Reid was comfortable enough with the arrangement that he allowed the Mahomes-led workouts to substitute for the conditioning workouts the Chiefs otherwise would have held in Kansas City in the early weeks of the offseason program.

"We talked about it and he had the trust in me to get the guys there," Mahomes said. "I thought it was cool because when you're in the building you see each other, but you're still with different coaches. You have certain meetings together. You have certain meetings you don't have together and getting down there and being able to be with those guys at all times, talk through how I see routes, and then them going to the virtual meetings and listening to how the coaches explain routes, it helped to get a better understanding of each other.

"That was the biggest thing, him trusting us to get our work outs in, get our bodies right, run the routes, get a head start."
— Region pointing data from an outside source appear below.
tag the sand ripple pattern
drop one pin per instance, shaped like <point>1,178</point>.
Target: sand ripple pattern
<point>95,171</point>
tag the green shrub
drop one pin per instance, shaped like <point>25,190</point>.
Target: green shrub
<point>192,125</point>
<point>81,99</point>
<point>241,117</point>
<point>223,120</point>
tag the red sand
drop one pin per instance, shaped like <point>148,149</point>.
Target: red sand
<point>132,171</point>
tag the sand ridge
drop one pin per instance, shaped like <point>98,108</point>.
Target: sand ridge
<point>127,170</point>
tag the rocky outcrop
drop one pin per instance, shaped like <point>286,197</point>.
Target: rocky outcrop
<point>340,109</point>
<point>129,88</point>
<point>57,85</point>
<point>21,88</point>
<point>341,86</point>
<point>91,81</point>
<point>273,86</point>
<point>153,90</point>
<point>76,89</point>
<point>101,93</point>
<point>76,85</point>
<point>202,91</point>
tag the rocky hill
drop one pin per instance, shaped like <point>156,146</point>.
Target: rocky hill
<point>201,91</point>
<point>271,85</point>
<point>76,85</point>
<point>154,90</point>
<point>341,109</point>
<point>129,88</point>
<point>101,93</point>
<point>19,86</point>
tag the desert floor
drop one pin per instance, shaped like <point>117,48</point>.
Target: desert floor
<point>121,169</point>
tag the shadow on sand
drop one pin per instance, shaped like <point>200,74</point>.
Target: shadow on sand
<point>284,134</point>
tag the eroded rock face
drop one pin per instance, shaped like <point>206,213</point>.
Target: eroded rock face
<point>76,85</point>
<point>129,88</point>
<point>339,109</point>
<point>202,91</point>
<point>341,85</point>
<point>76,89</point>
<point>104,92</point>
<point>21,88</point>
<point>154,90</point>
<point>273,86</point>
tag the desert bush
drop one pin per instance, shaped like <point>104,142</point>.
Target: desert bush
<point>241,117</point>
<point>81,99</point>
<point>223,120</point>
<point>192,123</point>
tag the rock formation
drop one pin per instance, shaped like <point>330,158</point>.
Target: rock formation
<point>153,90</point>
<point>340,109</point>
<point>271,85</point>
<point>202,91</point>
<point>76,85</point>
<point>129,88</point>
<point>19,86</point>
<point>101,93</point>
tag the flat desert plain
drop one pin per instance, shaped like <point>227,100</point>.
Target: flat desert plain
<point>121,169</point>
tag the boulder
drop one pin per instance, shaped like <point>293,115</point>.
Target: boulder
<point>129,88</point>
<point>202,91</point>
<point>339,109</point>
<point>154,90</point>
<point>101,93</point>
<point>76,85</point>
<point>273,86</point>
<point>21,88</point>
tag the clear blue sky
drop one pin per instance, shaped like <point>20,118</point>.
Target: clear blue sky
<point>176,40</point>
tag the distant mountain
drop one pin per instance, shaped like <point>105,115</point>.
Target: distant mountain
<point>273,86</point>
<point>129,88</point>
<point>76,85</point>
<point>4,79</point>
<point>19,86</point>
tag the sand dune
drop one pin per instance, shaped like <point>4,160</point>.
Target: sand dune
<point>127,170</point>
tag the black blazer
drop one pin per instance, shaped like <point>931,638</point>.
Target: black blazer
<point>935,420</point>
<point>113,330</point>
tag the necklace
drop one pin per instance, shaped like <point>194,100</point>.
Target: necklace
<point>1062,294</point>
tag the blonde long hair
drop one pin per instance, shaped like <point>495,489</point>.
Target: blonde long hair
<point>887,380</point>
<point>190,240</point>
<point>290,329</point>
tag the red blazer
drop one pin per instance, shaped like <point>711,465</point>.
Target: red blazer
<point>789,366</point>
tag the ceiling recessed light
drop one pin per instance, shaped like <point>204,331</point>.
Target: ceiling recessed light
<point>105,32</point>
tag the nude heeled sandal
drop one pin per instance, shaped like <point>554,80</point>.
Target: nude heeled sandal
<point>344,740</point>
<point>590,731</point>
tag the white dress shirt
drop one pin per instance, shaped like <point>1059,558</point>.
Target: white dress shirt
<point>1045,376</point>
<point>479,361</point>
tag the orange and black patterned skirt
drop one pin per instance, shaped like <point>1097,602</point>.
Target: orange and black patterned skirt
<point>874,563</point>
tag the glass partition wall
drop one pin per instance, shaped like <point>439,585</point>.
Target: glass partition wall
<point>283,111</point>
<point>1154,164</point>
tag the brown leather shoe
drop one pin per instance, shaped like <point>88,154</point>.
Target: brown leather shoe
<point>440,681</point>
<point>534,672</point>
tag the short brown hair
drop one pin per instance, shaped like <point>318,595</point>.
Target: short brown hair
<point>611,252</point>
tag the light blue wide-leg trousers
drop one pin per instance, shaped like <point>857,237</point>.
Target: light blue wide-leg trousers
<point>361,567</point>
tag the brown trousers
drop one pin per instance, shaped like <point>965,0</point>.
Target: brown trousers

Mahomes' offseason also included some personal milestones. He married his long-time girlfriend in Hawaii and he and wife Brittany are expecting their second child. They already have a daughter, Sterling.

"He knows that this is another step in life," Reid said. "He understands that that baby is going to cry every once in a while and he's got to get up and let mom relax. He gets all that. But he's handling that with good graces. And the energy that he brought to bring the guys down to Texas was a real positive. That's all part of the maturation process as you go forward."